Sie will mit ihrem Buch schüchternen Frauen helfen – und amüsieren
Weinratgeber mit Witz
Viele Frauen haben Hemmungen, einen Weinladen zu betreten, so das Fazit der ehemaligen Weinhändlerin Ruth Schürch. Nun hat die Bubikerin eine Art Ratgeber geschrieben.
«Riechen, Schluck nehmen, und wenn der Wein weder nach Essig, nassem Hund noch nach Nagellackentferner schmeckt, bestehen grosse Chancen, dass er korrekt ist.» Ruth Schürch plädiert dafür, dass Weinverkostungen keine komplizierte Sache sein müssen.

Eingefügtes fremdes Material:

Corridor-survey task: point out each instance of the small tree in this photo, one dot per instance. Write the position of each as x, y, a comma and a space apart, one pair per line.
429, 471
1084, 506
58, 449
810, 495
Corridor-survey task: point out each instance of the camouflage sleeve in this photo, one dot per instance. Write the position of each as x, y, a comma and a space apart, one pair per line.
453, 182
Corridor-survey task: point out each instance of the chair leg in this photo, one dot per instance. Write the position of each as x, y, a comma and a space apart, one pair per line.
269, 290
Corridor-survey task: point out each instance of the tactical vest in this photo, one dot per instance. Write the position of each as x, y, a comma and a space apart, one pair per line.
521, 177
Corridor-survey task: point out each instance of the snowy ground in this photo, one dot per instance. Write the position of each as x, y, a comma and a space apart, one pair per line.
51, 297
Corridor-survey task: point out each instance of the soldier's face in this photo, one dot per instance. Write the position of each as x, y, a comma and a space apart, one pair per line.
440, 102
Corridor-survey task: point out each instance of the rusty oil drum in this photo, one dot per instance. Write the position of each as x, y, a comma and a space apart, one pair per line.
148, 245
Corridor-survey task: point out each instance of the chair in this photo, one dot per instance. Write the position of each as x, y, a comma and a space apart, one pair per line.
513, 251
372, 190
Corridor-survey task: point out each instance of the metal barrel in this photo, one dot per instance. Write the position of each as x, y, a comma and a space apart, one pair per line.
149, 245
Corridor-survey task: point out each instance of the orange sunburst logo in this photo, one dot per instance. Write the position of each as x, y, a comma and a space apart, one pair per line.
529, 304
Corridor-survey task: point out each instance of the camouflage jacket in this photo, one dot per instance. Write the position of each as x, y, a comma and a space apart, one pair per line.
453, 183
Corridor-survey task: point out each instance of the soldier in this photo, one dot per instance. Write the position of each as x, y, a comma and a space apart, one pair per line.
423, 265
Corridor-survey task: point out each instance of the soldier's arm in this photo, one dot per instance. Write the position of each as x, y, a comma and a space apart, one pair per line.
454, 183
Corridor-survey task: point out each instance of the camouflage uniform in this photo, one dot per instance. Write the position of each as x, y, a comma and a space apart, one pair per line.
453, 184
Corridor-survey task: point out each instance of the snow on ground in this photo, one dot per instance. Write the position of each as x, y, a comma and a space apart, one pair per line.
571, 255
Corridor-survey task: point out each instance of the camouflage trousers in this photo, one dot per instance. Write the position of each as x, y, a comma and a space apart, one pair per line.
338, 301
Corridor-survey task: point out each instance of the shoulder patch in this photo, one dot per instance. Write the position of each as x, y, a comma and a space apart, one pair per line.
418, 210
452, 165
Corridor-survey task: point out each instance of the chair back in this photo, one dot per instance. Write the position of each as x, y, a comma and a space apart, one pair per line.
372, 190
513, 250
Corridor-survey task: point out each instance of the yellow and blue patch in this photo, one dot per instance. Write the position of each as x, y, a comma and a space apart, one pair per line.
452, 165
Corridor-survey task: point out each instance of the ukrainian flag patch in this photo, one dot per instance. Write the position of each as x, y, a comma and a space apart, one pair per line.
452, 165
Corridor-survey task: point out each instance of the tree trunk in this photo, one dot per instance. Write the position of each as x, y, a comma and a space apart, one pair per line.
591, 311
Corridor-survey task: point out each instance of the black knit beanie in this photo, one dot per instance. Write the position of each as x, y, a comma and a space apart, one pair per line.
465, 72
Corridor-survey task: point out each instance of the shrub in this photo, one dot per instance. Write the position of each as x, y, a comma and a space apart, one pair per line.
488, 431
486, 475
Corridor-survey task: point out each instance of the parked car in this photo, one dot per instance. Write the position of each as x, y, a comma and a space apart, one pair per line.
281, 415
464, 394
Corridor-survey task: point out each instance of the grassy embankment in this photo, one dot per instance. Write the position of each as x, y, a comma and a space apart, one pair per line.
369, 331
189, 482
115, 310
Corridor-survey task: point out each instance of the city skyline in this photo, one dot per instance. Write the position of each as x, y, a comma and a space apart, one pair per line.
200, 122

20 Jahre hatte sie die Weinhandlung Déjà Bu in Wetzikon geführt, bis sie 2019 in Pension ging. Nun hat sie die Anekdoten und Erkenntnisse aus dieser Zeit in einem Buch festgehalten, das im Juni erschienen ist. «Nachgeschenkt – Spätlese einer Weinhändlerin» schrieb sie zwar für alle Menschen, «die nie ein Weinbuch kaufen würden» – aber primär für verschüchterte Frauen.
«Oft hatte ich Kundinnen, die im Auftrag ihres Chefs oder Ehemanns zu mir geschickt wurden, um einen Wein als Geschenk zu kaufen. Aber ‹gfälligst e Rächte›! Ganz nach dem Motto: Wer kritisiert, wirkt kompetent.»